Northwest Herald
Libraries found to boost test scores but are struggling from budget cuts
Wednesday, September 22, 2010
Last school year, District 26 had a library media teacher at each of its six schools.
With the closing of Maplewood Elementary School, there’s now five schools, but only one librarian split among all of them.
Jeremy Dunn, president of the Illinois School Library Media Association, said the organization knew of at least 70 school library-related positions statewide that were eliminated. But that number was established in the spring before many budget decisions had been made.
“I kind of expect it to be greater,” Dunn said. “It could be well over 200 positions.”
From the association’s perspective, it’s especially a problem because library media centers might be the only centralized resource that provides for the entire school.
“When that’s eliminated or downsized, it affects everybody across that school population,” Dunn said.
At all grade levels, test scores tend to be higher where school libraries are staffed more fully and are better funded, according to a 2003 study by the llinois School Library Media Association.

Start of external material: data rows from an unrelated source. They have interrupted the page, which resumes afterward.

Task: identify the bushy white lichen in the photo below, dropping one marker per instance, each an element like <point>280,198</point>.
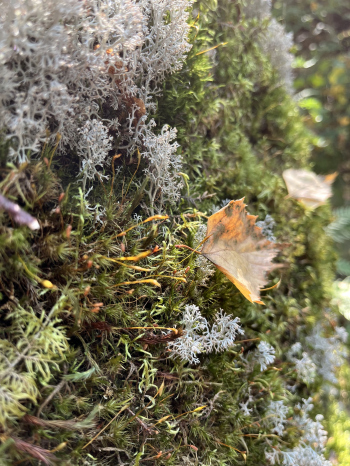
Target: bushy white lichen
<point>199,338</point>
<point>327,352</point>
<point>89,70</point>
<point>311,447</point>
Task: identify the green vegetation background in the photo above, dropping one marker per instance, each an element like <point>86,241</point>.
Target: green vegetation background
<point>75,370</point>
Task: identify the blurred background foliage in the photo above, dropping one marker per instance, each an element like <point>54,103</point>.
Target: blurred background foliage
<point>321,32</point>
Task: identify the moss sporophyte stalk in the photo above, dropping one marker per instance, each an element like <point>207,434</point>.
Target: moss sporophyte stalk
<point>130,327</point>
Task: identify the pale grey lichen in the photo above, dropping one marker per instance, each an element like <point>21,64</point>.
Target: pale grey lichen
<point>62,61</point>
<point>199,338</point>
<point>311,447</point>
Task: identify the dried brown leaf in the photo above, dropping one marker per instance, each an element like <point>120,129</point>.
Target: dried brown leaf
<point>238,248</point>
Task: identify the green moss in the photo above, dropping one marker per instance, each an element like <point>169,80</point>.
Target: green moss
<point>238,131</point>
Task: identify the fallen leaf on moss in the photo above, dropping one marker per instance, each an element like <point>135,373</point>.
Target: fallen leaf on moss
<point>239,249</point>
<point>311,189</point>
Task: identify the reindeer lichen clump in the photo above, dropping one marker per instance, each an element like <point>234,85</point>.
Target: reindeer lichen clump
<point>124,125</point>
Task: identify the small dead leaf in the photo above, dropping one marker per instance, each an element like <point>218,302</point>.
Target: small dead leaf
<point>311,189</point>
<point>238,248</point>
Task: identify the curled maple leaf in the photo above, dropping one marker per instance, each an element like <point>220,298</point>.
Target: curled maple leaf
<point>311,189</point>
<point>239,249</point>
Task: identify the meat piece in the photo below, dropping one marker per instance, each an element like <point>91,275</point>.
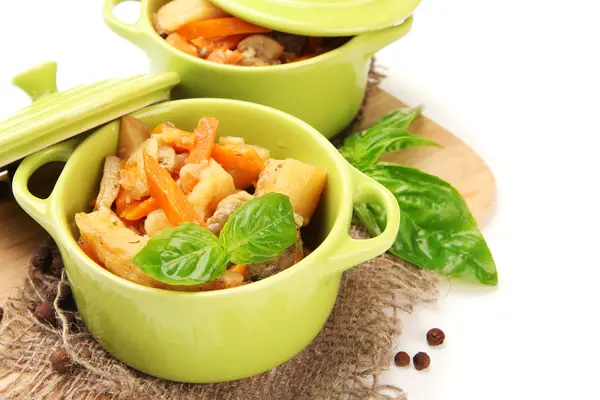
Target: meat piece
<point>109,186</point>
<point>132,133</point>
<point>263,47</point>
<point>156,222</point>
<point>224,210</point>
<point>214,184</point>
<point>291,43</point>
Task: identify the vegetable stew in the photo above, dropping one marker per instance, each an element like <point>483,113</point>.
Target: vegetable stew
<point>186,211</point>
<point>200,29</point>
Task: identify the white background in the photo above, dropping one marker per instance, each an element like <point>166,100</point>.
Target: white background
<point>516,79</point>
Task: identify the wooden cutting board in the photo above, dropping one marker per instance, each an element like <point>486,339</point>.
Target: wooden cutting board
<point>456,163</point>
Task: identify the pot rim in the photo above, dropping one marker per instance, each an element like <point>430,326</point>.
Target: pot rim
<point>64,235</point>
<point>142,33</point>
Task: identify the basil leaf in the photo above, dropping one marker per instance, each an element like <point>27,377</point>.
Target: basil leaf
<point>388,134</point>
<point>363,150</point>
<point>437,230</point>
<point>185,255</point>
<point>260,230</point>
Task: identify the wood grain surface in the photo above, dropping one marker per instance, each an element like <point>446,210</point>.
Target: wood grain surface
<point>455,162</point>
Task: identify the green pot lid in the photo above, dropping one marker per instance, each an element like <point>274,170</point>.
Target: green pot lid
<point>56,116</point>
<point>321,17</point>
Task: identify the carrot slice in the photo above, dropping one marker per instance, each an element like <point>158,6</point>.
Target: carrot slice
<point>140,209</point>
<point>165,190</point>
<point>89,251</point>
<point>238,157</point>
<point>206,132</point>
<point>305,57</point>
<point>161,127</point>
<point>222,56</point>
<point>179,139</point>
<point>224,42</point>
<point>242,178</point>
<point>312,44</point>
<point>212,28</point>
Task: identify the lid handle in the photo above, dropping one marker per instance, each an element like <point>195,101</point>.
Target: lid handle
<point>37,81</point>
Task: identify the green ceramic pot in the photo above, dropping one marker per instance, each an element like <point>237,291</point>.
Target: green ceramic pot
<point>221,335</point>
<point>326,91</point>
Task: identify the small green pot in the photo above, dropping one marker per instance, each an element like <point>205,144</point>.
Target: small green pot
<point>221,335</point>
<point>325,91</point>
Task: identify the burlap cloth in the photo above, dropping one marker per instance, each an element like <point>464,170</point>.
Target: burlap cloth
<point>344,362</point>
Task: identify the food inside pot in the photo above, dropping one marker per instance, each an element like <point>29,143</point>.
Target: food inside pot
<point>200,29</point>
<point>186,211</point>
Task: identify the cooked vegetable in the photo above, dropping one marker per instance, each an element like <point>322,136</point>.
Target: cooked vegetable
<point>132,134</point>
<point>177,13</point>
<point>437,230</point>
<point>149,220</point>
<point>223,56</point>
<point>163,188</point>
<point>205,134</point>
<point>113,244</point>
<point>224,210</point>
<point>218,27</point>
<point>133,176</point>
<point>109,185</point>
<point>167,158</point>
<point>214,184</point>
<point>262,47</point>
<point>189,254</point>
<point>156,222</point>
<point>303,184</point>
<point>178,41</point>
<point>206,46</point>
<point>200,29</point>
<point>239,156</point>
<point>140,209</point>
<point>180,140</point>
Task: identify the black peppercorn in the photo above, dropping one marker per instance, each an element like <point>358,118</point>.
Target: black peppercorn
<point>421,361</point>
<point>402,359</point>
<point>435,337</point>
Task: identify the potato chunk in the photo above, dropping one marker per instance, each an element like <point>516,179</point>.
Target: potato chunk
<point>109,185</point>
<point>114,245</point>
<point>301,182</point>
<point>132,134</point>
<point>214,184</point>
<point>177,13</point>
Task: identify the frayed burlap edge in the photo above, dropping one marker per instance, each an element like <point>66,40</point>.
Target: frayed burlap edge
<point>344,362</point>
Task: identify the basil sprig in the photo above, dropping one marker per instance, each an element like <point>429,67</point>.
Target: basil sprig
<point>258,231</point>
<point>437,230</point>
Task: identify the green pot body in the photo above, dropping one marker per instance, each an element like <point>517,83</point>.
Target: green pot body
<point>222,335</point>
<point>326,91</point>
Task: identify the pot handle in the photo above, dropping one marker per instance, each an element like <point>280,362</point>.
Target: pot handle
<point>130,32</point>
<point>350,252</point>
<point>374,41</point>
<point>38,208</point>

Funding for the study, which was endorsed by the Illinois State Board of Education, also was provided by the Illinois State Library, Secretary of State Jesse White, and the Illinois Mathematics and Science Academy.

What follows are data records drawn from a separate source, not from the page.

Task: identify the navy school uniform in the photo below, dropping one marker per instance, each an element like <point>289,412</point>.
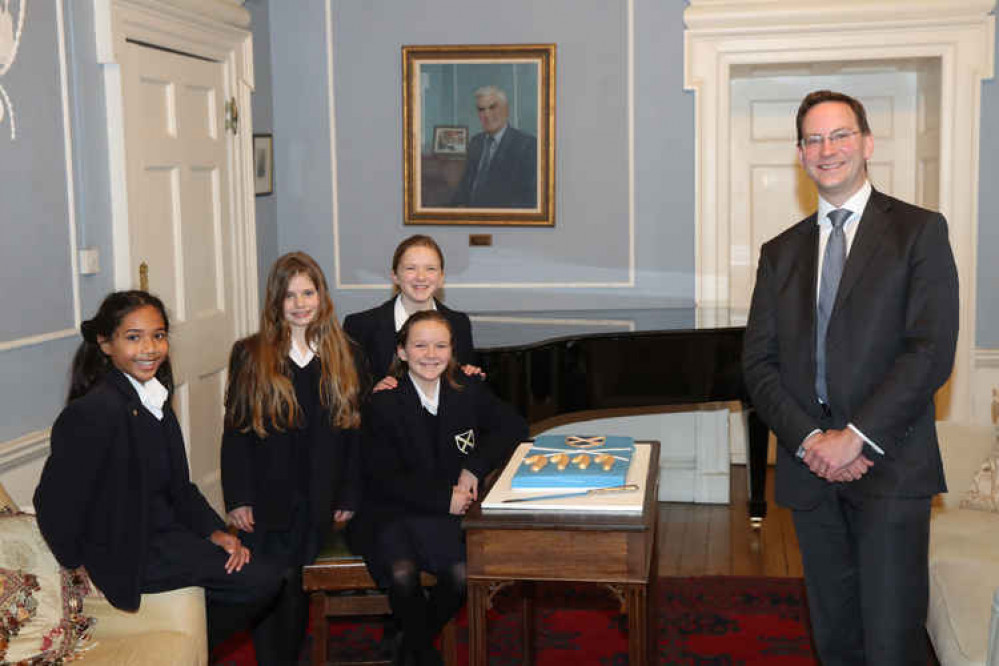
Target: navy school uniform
<point>412,459</point>
<point>294,480</point>
<point>115,497</point>
<point>374,331</point>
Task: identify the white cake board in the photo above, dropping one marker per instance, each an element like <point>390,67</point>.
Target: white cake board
<point>629,502</point>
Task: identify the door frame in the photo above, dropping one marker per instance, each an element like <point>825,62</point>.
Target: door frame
<point>216,30</point>
<point>722,35</point>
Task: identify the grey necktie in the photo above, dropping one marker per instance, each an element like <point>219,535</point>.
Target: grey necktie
<point>832,269</point>
<point>487,158</point>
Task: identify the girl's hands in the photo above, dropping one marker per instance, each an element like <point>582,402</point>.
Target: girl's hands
<point>460,501</point>
<point>242,518</point>
<point>387,382</point>
<point>239,554</point>
<point>469,483</point>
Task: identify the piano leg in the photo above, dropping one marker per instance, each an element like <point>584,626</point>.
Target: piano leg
<point>759,436</point>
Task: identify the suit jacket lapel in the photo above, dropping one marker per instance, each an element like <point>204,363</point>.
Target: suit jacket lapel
<point>805,282</point>
<point>414,427</point>
<point>865,244</point>
<point>385,334</point>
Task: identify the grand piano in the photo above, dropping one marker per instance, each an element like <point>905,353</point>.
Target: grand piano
<point>551,364</point>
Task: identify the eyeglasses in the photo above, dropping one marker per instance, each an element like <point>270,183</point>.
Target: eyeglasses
<point>836,139</point>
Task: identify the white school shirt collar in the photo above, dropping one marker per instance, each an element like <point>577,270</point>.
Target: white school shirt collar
<point>301,359</point>
<point>152,394</point>
<point>400,312</point>
<point>429,402</point>
<point>855,204</point>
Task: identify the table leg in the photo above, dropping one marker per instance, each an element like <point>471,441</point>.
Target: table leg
<point>638,624</point>
<point>320,628</point>
<point>527,621</point>
<point>478,600</point>
<point>759,437</point>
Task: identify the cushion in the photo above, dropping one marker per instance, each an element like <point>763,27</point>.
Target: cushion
<point>984,492</point>
<point>42,603</point>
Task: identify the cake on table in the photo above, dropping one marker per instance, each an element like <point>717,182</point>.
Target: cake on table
<point>569,462</point>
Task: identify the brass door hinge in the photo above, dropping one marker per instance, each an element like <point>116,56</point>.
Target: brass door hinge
<point>232,115</point>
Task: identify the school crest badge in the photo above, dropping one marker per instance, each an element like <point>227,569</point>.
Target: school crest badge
<point>465,441</point>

For example, fifth-grade ISAT writing performance are on average almost 9 percent higher and eleventh-grade ACT scores more than 4 percent higher in schools where librarians are on duty more hours a week.
Still, that doesn’t always save them from cuts.

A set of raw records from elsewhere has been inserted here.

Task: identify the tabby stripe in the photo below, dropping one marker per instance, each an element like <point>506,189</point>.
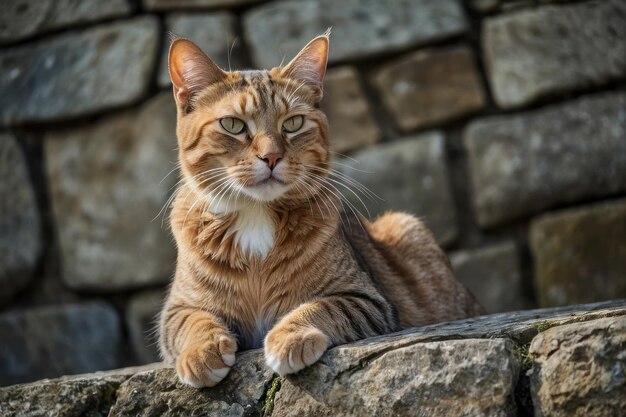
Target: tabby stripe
<point>192,144</point>
<point>339,320</point>
<point>374,324</point>
<point>180,325</point>
<point>352,311</point>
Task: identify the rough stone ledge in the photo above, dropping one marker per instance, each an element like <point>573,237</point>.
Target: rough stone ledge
<point>444,368</point>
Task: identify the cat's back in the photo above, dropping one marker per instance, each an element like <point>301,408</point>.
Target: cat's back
<point>401,253</point>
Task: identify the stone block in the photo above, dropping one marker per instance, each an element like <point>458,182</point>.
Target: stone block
<point>78,73</point>
<point>142,319</point>
<point>407,175</point>
<point>554,49</point>
<point>108,186</point>
<point>20,228</point>
<point>430,87</point>
<point>57,340</point>
<point>352,125</point>
<point>20,19</point>
<point>361,28</point>
<point>450,378</point>
<point>158,5</point>
<point>493,275</point>
<point>525,163</point>
<point>578,369</point>
<point>580,254</point>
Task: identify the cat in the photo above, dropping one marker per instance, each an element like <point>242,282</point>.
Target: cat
<point>266,258</point>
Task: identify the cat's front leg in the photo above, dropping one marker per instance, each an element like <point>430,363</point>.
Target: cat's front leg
<point>300,338</point>
<point>198,344</point>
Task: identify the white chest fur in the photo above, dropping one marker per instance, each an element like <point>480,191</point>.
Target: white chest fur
<point>255,230</point>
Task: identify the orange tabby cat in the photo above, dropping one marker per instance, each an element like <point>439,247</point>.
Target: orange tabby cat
<point>264,255</point>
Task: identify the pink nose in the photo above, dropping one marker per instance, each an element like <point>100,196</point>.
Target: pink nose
<point>271,159</point>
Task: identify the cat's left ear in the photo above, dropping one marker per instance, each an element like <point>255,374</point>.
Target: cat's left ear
<point>309,66</point>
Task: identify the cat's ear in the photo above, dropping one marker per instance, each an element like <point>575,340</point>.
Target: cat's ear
<point>309,65</point>
<point>191,71</point>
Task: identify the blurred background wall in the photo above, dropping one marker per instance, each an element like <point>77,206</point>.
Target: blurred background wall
<point>501,123</point>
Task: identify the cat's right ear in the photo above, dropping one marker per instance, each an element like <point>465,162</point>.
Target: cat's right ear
<point>191,71</point>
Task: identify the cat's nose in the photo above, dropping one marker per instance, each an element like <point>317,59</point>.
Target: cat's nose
<point>271,159</point>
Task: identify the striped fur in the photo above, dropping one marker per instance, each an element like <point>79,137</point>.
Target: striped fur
<point>274,265</point>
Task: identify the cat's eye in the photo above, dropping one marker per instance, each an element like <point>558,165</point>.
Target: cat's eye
<point>293,124</point>
<point>233,125</point>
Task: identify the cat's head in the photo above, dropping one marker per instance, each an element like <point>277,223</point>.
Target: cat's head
<point>250,136</point>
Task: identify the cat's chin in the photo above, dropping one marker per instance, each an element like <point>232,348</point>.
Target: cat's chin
<point>268,190</point>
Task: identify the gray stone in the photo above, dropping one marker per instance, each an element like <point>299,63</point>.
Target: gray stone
<point>553,49</point>
<point>450,378</point>
<point>142,319</point>
<point>408,175</point>
<point>493,275</point>
<point>430,87</point>
<point>20,233</point>
<point>108,183</point>
<point>21,19</point>
<point>361,28</point>
<point>77,73</point>
<point>56,340</point>
<point>443,368</point>
<point>580,254</point>
<point>158,393</point>
<point>352,125</point>
<point>485,6</point>
<point>69,396</point>
<point>579,370</point>
<point>214,33</point>
<point>194,4</point>
<point>526,163</point>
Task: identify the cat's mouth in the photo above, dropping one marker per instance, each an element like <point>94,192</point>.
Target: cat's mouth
<point>270,180</point>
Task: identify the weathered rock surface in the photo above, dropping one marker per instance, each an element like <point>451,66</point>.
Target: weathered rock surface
<point>493,275</point>
<point>410,175</point>
<point>361,28</point>
<point>352,125</point>
<point>193,4</point>
<point>580,254</point>
<point>403,380</point>
<point>158,392</point>
<point>525,163</point>
<point>579,370</point>
<point>106,188</point>
<point>57,340</point>
<point>468,367</point>
<point>213,32</point>
<point>142,320</point>
<point>21,19</point>
<point>20,233</point>
<point>77,73</point>
<point>429,87</point>
<point>552,49</point>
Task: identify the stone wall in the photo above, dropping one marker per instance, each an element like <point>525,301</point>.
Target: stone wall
<point>561,362</point>
<point>501,123</point>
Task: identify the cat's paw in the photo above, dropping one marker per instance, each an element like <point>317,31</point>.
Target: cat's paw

“It’s not like school libraries are being singled out necessarily,” Dunn said. “There does seem to be a historical trend that programs like art, sports and to some extent libraries are often the first to be put on the chopping block,” he said.
At Marengo Community Middle School, sports and other extracurriculars previously were eliminated because of budget shortfalls, but the library was bare-bones.
“We were already pretty much a skeletal crew in the library,” Principal Tracy Beam said.
The school now has one librarian and some assistants that work on an as-needed basis.
“We’re trying to make do with what we have and utilize our resources as best as we can,” Beam said.
Allison Strupeck, spokeswoman for District 300, said the only cut that directly affected its libraries was to eliminate time that media specialists spend supervising classes in the library for kindergartners.
“In the past, kindergarten teachers [would] leave their students with the media staff in the library at set intervals,” she said. “Now the teachers have to stay with the kindergartners when they visit the libraries.”
With District 26 ranked fifth-worst in the state financially and facing the threat of being taken over by the state, school board members made some of the most drastic cuts in the area, and libraries were hit hard.
Kathy DeRaedt spent five years at Cary Junior High, but now hops between the district schools, spending one day a week at each. She has been with the district 21 years, and it is her sixth year as a learning center teacher.
She is spending less time with the students and more time on managerial and administrative duties, DeRaedt said.
“I really miss seeing the kids, and I loved my information literacy lessons,” De-Raedt said. “The other part is I know the teachers have so much on their plates right now, so there’s a part of me that almost feels guilty to ask them to teach these lessons, which I’m trained for.”
There also is a less-flexible schedule for students to drop in, but books still are getting into the hands of students, and she feels that the district supports the library and its services, DeRaedt said.
“We will come back,” DeRaedt said. “It’s not going to be easy and it’s not going to be overnight, but we’ll come back.”